Washington isn’t Manhattan or Hollywood, where power and money always walk hand in hand.
Power suit–clad downtowners look at this sartorial deterioration with a mixture of smugness and relief. They can remember a time when they, too, had an overburdened wardrobe and an under-stuffed wallet. Yet even now, as their flesh shifts satisfyingly beneath costly fabrics, they sit mired in an irony of their own. With the casting off of a worn old suit for a fine new one, they’ve moved from decisionmaker to influence seeker, from teller to asker. Ill-clad as he is, the guy sporting the D.C. uniform can take some comfort in knowing that he steers the power, even if he doesn’t wear it.
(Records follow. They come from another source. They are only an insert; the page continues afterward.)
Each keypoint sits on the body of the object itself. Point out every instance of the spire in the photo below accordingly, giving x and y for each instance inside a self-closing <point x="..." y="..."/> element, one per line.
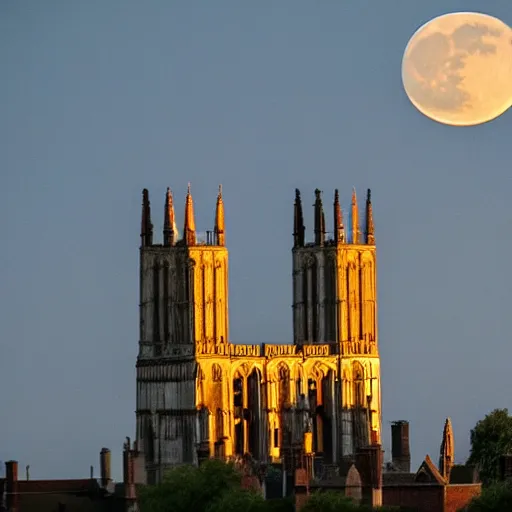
<point x="170" y="229"/>
<point x="146" y="228"/>
<point x="189" y="229"/>
<point x="370" y="228"/>
<point x="339" y="229"/>
<point x="219" y="220"/>
<point x="298" y="221"/>
<point x="355" y="218"/>
<point x="319" y="219"/>
<point x="447" y="452"/>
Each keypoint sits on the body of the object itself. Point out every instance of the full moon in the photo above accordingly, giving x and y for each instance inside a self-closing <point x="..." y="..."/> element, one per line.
<point x="457" y="68"/>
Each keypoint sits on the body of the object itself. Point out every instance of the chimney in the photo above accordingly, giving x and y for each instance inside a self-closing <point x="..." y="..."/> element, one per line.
<point x="11" y="485"/>
<point x="105" y="466"/>
<point x="506" y="467"/>
<point x="400" y="453"/>
<point x="369" y="464"/>
<point x="128" y="471"/>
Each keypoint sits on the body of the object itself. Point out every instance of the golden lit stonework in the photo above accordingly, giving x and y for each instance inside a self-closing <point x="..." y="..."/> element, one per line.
<point x="200" y="395"/>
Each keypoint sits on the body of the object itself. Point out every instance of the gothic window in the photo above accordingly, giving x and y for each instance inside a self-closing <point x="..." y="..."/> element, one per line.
<point x="204" y="423"/>
<point x="284" y="384"/>
<point x="358" y="375"/>
<point x="216" y="373"/>
<point x="219" y="424"/>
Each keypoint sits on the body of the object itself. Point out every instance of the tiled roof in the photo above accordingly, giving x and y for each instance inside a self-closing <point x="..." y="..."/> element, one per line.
<point x="396" y="478"/>
<point x="462" y="474"/>
<point x="84" y="495"/>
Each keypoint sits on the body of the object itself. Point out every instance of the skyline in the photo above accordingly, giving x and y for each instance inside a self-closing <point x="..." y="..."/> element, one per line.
<point x="102" y="102"/>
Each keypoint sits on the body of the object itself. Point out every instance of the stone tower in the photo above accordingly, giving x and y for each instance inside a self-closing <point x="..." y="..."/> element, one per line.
<point x="183" y="302"/>
<point x="335" y="302"/>
<point x="199" y="395"/>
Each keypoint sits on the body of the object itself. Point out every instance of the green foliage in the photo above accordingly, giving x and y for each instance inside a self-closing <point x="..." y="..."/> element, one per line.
<point x="495" y="498"/>
<point x="491" y="438"/>
<point x="238" y="500"/>
<point x="329" y="501"/>
<point x="191" y="489"/>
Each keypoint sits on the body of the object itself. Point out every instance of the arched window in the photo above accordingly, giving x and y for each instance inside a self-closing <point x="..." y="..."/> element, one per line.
<point x="284" y="385"/>
<point x="358" y="376"/>
<point x="216" y="373"/>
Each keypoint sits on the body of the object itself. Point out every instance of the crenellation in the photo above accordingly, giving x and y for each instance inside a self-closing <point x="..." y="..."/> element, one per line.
<point x="195" y="388"/>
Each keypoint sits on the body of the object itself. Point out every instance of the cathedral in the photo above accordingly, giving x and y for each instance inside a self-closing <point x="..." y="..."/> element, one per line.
<point x="200" y="394"/>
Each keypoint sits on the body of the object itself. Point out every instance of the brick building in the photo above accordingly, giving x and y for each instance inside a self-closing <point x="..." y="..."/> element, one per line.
<point x="443" y="488"/>
<point x="71" y="495"/>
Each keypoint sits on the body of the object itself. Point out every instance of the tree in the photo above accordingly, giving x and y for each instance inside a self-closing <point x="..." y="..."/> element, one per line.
<point x="491" y="438"/>
<point x="496" y="498"/>
<point x="238" y="500"/>
<point x="191" y="489"/>
<point x="329" y="501"/>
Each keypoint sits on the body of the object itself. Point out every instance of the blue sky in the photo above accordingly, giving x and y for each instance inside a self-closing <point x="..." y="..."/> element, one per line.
<point x="101" y="99"/>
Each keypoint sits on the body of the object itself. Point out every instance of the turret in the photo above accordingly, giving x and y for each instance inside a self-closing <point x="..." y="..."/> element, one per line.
<point x="298" y="221"/>
<point x="170" y="229"/>
<point x="339" y="229"/>
<point x="355" y="218"/>
<point x="189" y="229"/>
<point x="319" y="220"/>
<point x="219" y="220"/>
<point x="146" y="229"/>
<point x="447" y="452"/>
<point x="370" y="228"/>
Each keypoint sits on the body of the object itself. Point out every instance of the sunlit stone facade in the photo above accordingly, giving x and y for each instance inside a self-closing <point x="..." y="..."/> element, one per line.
<point x="199" y="393"/>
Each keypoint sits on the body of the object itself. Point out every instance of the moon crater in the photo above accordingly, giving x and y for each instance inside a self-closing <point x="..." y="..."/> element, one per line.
<point x="457" y="68"/>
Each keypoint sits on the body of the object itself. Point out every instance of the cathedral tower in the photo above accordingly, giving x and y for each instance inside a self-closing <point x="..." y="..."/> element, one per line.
<point x="335" y="302"/>
<point x="183" y="303"/>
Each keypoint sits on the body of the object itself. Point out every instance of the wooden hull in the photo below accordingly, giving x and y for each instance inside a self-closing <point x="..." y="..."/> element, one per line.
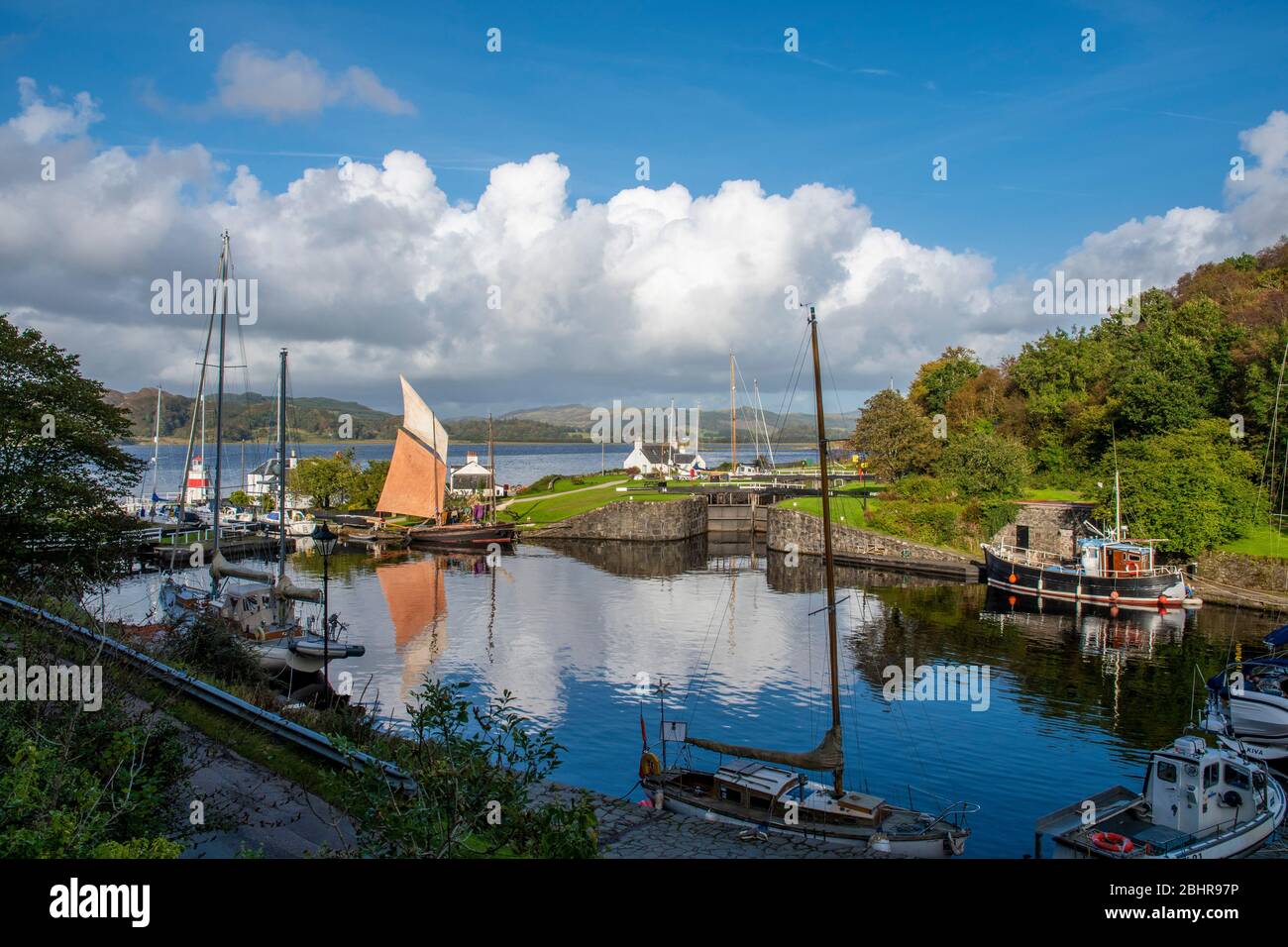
<point x="462" y="536"/>
<point x="1072" y="585"/>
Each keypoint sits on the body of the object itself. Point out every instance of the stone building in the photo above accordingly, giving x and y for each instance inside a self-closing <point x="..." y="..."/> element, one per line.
<point x="1048" y="526"/>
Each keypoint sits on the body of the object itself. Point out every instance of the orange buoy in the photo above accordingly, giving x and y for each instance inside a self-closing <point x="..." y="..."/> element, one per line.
<point x="1112" y="841"/>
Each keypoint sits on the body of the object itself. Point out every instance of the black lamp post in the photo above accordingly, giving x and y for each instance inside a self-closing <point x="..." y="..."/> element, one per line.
<point x="325" y="540"/>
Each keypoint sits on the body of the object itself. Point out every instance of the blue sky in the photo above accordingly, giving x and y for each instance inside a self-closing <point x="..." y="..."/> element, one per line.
<point x="1044" y="144"/>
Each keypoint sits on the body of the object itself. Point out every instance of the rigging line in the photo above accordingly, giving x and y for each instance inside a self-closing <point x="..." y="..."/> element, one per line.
<point x="790" y="385"/>
<point x="1274" y="420"/>
<point x="716" y="611"/>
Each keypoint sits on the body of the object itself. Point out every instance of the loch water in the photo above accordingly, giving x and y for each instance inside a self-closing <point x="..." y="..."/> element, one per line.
<point x="583" y="634"/>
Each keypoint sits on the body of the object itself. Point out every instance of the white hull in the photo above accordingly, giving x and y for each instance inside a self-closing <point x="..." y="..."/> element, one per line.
<point x="918" y="848"/>
<point x="1260" y="715"/>
<point x="1233" y="843"/>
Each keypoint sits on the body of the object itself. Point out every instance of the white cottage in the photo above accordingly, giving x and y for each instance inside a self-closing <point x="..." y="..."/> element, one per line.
<point x="662" y="460"/>
<point x="471" y="476"/>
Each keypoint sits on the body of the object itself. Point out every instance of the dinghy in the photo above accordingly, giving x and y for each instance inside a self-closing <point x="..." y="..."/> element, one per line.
<point x="1198" y="801"/>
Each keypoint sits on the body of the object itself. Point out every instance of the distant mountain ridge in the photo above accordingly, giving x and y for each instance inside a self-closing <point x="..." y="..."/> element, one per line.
<point x="253" y="416"/>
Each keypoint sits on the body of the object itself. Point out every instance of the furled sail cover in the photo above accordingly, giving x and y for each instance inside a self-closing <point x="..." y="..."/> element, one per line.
<point x="825" y="755"/>
<point x="417" y="474"/>
<point x="222" y="569"/>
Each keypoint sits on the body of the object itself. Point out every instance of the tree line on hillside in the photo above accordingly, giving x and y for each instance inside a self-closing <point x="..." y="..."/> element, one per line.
<point x="1180" y="401"/>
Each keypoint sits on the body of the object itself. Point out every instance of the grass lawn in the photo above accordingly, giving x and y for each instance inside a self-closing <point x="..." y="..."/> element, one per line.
<point x="553" y="508"/>
<point x="1261" y="540"/>
<point x="1052" y="493"/>
<point x="565" y="483"/>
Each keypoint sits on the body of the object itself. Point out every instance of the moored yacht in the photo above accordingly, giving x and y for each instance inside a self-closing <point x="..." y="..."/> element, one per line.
<point x="765" y="789"/>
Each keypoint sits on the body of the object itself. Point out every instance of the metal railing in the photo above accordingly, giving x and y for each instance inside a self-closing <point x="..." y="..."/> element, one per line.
<point x="278" y="725"/>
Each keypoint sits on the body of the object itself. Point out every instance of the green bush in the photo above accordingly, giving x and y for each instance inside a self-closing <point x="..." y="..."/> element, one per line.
<point x="475" y="768"/>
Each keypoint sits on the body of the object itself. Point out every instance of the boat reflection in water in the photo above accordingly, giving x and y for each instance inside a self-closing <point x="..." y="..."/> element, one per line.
<point x="1100" y="630"/>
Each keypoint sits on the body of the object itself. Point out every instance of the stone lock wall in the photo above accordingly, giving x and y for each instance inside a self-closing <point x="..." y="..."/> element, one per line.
<point x="1054" y="527"/>
<point x="625" y="519"/>
<point x="787" y="526"/>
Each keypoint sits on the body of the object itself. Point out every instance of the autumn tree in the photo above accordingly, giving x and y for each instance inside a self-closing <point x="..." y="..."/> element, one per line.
<point x="936" y="381"/>
<point x="896" y="436"/>
<point x="60" y="470"/>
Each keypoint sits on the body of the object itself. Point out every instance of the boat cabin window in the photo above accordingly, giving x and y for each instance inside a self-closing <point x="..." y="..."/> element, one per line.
<point x="1211" y="776"/>
<point x="1235" y="777"/>
<point x="730" y="795"/>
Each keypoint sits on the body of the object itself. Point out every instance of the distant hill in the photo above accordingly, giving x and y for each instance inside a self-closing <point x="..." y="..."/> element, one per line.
<point x="253" y="416"/>
<point x="715" y="423"/>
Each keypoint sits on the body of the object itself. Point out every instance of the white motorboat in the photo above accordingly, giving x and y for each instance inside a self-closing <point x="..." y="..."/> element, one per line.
<point x="1252" y="694"/>
<point x="1198" y="801"/>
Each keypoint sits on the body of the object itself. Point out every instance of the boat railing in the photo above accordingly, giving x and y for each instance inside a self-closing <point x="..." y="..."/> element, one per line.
<point x="952" y="812"/>
<point x="1039" y="558"/>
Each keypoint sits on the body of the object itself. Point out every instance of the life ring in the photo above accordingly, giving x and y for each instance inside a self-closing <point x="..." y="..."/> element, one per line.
<point x="649" y="764"/>
<point x="1112" y="841"/>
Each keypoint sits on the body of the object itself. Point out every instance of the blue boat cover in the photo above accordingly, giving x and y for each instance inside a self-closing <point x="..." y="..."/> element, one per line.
<point x="1276" y="638"/>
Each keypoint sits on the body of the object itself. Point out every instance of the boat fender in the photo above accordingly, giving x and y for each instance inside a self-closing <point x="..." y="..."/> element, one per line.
<point x="1112" y="841"/>
<point x="649" y="766"/>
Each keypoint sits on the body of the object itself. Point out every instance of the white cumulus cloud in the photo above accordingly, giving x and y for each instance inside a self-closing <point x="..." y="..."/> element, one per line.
<point x="370" y="269"/>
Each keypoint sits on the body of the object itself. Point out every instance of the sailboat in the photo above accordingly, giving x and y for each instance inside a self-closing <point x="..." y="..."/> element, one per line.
<point x="262" y="609"/>
<point x="764" y="789"/>
<point x="416" y="484"/>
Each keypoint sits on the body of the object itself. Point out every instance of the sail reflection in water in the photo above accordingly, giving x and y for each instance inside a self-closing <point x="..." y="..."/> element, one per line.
<point x="1078" y="697"/>
<point x="416" y="598"/>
Washington isn’t Manhattan or Hollywood, where power and money always walk hand in hand. Much of the business in D.C. gets done by legislative toilers whose cuffs are rubbed raw with the keystrokes of a hundred bills, and by uncomfortably clad service members, thrust into the heart of the National Security Council’s decisionmaking apparatus, who are more used to fatigues than suits and slacks. Bills are written, troops deployed, and regulations designed by this intrepid collection of twenty- and thirty-somethings. Want to add a zero to a line item in that appropriations bill? Put on your best suit and sit down with the staffer responsible—don’t mind his baggy dress shirt. Talking points and regulations and senators’ schedules are all written by this class of people, the gatekeepers to the powerful and the architects of the world’s most significant minutiae. Even a staff assistant, the poverty-wage sentinel for a billionaire cabinet secretary, can “lose” a meeting request with the click of a mouse. Their outfits may scream insignificance, but their job descriptions belie it as, day after day, the District floats on a sea of emails covered in their electronic fingerprints.
Wearers of the D.C. uniform could have pursued a more profitable career path, or at least one available in a cheaper part of the country. But these men have chosen climbing the ladder of influence over riding the escalator of profit. They labor tirelessly in the capital city of the world’s last superpower, with the full knowledge that wealth is out of reach and fame is confined to decades’ worth of C-SPAN B-roll. Such is the nature of true power in D.C. And those wrinkles will iron out, right?